5.set.2017 - O presidente russo, Vladimir Putin, em conferência de imprensa depois da cúpula dos Brics, na China - Sputnik/Mikhail Klimentyev/Kremlin via Reuters
5.set.2017 - O presidente russo, Vladimir Putin, em conferência de imprensa depois da cúpula dos Brics, na China Imagem: Sputnik/Mikhail Klimentyev/Kremlin via Reuters

03/11/2017 08h50

Anos atrás, havia um certo consenso nas discussões acadêmicas a respeito da Rússia pós-soviética. Pensava-se que a Rússia czarista das últimas décadas do século 19 iria se reencarnar na Rússia do século 21. Um país importante, sob a autoridade de uma burocracia pesada, associada à Igreja ortodoxa, permeada por corrupção e clientelismo político, com mediana potência militar, capaz de jogar pesado nas suas fronteiras ocidentais e orientais, como também no Cáucaso, mas com o pouco impacto na Europa ocidental e, menos ainda, no resto do mundo. Ou seja, um país atuante, mas desprovido da dimensão geopolítica mundial alcançada pela URSS no pós-guerra.

A matéria de capa da Economist do dia 26 de outubro, com Putin vestido com trajes militares do século 19 e com o título "Nasce um Czar", também reforça esta ideia. Mas este enfoque deve ser revisado. Decerto, a Rússia atual não tem o peso da URSS. Contudo, é bem mais influente que a Rússia do século 19.

Pressionada pelas sanções americanas e europeias por causa de sua interferência na Ucrânia, a Rússia tem estreitado seus laços diplomáticos e econômicos com outras potências globais ou regionais. Nas últimas semanas Vladimir Putin e o o primeiro-ministro Dmitry Medvedev visitaram vários países. Os dirigentes de Moscou assinaram acordos com a China, a Índia, o Irã, a Turquia a Arábia Saudita, o Azerbaijão, a Venezuela, a Nigéria, que envolvem cooperação na área bancária, militar e em setores como a inteligência artificial, telecomunicações ou a exploração e transporte de petróleo e gás.
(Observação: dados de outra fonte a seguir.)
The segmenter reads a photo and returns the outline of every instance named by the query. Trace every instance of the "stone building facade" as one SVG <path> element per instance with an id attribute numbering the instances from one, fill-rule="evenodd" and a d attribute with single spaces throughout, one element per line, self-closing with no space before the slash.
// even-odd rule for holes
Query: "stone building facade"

Para reforçar suas posições no Polo Norte e na rota marítima do Ártico, Putin criou ou restaurou dezenas de bases militares no norte da Rússia. No campo da propaganda, a interferência da mídia social controlada pelo Kremlin nas presidenciais americanas e, muito provavelmente, no referendo sobre o Brexit, ocupa as manchetes dos últimos dias.

Com o fim da União Soviética em 1991, Moscou perdeu o controle sobre largos territórios e 250 milhões de pessoas (150 milhões nas novas repúblicas independentes e 100 milhões de indivíduos residentes nos países da Europa Oriental dominados pela URSS). Transformando o sistema semipresidencialista numa instituição garantidora de sua autocracia, Vladimir Putin detém o poder na Rússia desde 1999, se revezando como primeiro-ministro e presidente do país.

Hoje, entre os seus cidadãos, ele aparece como o mais poderoso dirigente desde de Stalin.

Analisando no Huffington Post o contexto mencionado acima, Jonathan Adelman, professor da University of Denver, escreve: "O recente restabelecimento da Rússia, sob Vladimir Putin, na posição de grande potência é um dos milagres do século 21". Resta saber como será a Rússia pós-Putin.

Em 2008, Putin manobrou para mudar a Constituição e alongar o mandato presidencial de quatro para seis anos. Eleito em 2012, ele completa em 2018 seu último ano como presidente.

Com 66 anos, Putin poderá repetir a tramoia feita em 2008 de parceria com seu primeiro-ministro: Medvedev vence a eleição presidencial com o apoio de Putin e o nomeia primeiro-ministro. Putin controlaria assim o país até 2024, completando um quarto de século na direção da Rússia. 

A Economist faz uma previsão pessimista do período pós-Putin que pode se abrir já no ano que vem. "Sem mecanismos de democracia real para legitimar alguém novo, o próximo dirigente emergiria na sequência de uma luta pelo poder que pode desmembrar a Rússia. Isso é alarmante num país com armas nucleares".